Desistência foi ponderada
Maurício Colpas, presidente do Clube Académico de Mogadouro (CAM)
manifestou insatisfação face a esta questão. “Não consigo compreender
uma atitude destas. Como cidadão, não concordo com este tipo de gestão;
não concordo com esta distribuição sem fundamento. Eu não sou contra o
valor recebido pelo Mogadourense mas é uma distribuição sem fundamento
com os meus valores para uma equipa que está no distrital e para outra
que se encontra numa primeira divisão”, referiu o presidente da
colectividade. Para Maurício Colpas, Mogadouro só tem a ganhar com a
participação de um clube no maior patamar de uma modalidade em
crescendo na panorâmica nacional. “Nas notícias de Mogadouro só vemos
desgraças e temos, aqui, a possibilidade de levar o nome da vila além
distrito e dinamizar a terra a nível comercial com a movimentação na
restauração e hotelaria”, sublinhou.
Face a esta situação, a direcção chegou a equacionar a desistência da
prova mas não coloca de parte a cedência dos direitos desportivos do
clube a um particular. O presidente do clube critica a postura do
município e fala em visão redutora. “Nós estávamos a formar uma equipa
competitiva para lutar pelos Play-off, temos atletas contratados. Em
dezoito anos, o clube nunca teve que fechar por causa de falta de
apoios mas aos poucos verifica-se que há uma intenção de eliminar a
existência de dois clubes na terra e ficar só com um. Não há visão!”,
frisou Maurício Colpas.
Autarquia não cede
Após as reclamações dos dirigentes do clube, a Câmara Municipal de
Mogadouro mantém-se inflexível. O presidente António Machado afirmou
que o valor estipulado é de vinte e cinco mil euros e… nem mais um
cêntimo. O autarca afirmou que esta foi uma decisão tomada por
vereadores de vários partidos políticos e que o futsal não é a primeira
nem única preocupação do município. “O problema da câmara não é
financiar clubes da primeira divisão mas sim instituições, desporto,
idosos, etc. O Académico de Mogadouro pedia-nos cento e setenta e cinco
mil euros o que é totalmente fora da realidade. Pedir uma coisa desta é
uma falta de pudor quando há tantas carências”, afirmou o autarca.

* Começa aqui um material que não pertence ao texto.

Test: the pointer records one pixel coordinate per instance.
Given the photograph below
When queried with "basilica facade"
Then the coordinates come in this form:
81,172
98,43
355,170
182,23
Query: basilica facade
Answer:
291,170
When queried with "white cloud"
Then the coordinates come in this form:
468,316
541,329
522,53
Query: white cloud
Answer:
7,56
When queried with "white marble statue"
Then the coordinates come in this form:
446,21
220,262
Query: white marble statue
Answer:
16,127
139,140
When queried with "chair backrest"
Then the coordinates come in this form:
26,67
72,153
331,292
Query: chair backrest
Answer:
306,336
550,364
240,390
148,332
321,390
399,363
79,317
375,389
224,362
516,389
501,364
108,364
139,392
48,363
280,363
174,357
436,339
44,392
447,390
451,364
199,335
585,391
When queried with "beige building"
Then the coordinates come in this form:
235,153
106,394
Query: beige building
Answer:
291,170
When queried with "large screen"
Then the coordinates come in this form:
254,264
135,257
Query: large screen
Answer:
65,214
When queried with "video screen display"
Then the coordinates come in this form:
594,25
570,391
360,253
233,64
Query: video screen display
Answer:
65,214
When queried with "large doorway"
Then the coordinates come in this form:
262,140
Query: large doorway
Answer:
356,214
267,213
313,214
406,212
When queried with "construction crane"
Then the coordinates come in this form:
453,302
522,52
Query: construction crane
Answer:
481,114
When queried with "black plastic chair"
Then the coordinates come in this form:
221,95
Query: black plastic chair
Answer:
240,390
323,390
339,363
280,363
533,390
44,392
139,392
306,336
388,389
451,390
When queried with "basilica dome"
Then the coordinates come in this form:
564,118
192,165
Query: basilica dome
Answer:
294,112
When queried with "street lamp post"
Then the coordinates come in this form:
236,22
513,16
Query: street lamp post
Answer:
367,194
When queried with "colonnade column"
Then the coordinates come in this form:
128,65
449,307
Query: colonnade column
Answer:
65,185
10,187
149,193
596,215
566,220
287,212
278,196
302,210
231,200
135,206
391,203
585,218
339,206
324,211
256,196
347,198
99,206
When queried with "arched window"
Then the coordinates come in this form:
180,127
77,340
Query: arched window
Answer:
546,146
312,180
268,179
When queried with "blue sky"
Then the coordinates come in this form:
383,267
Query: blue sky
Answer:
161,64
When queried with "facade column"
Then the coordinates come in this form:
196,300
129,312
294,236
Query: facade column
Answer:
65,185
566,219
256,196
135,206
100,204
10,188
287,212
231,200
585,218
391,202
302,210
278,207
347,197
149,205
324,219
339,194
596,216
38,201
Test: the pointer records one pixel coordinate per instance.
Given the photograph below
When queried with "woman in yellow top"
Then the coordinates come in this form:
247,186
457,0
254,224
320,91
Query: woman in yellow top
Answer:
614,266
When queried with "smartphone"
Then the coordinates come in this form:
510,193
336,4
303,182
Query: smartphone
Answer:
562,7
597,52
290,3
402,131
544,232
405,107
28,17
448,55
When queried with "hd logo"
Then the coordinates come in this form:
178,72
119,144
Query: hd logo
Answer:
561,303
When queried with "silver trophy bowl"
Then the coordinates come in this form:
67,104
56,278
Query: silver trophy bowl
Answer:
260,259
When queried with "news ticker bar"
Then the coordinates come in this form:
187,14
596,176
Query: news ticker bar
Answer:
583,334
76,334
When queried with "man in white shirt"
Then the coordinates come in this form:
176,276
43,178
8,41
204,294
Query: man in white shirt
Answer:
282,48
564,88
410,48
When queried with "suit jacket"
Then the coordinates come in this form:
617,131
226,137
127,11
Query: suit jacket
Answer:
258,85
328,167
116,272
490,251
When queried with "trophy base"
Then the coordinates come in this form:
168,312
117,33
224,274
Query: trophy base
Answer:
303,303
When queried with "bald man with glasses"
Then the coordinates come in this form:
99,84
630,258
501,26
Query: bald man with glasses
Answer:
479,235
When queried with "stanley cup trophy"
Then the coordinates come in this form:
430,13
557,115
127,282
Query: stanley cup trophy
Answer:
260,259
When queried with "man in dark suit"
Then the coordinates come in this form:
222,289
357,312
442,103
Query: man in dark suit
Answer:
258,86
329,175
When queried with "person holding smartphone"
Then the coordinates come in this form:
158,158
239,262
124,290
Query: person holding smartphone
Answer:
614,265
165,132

Sobre o mesmo valor para as duas colectividades desportivas, António
Machado referiu que o Mogadourense joga com atletas da terra enquanto o
CAM jogou com dez jogadores brasileiros. Para o chefe do executivo, o
município tenta apoiar o desporto para as pessoas da terra e para
ocupar os seus tempos livres. “Um clube de primeira divisão também tem
que assumir os contratos, despesas e orçamentos”, frisou. António
Machado alertou, ainda, que há outras despesas à parte pagas pela
câmara tais como as deslocações. “Cada viagem de autocarro a Lisboa
fica, em combustível e desgaste, em duzentos contos fora as despesas
com os condutores”, revelou o autarca.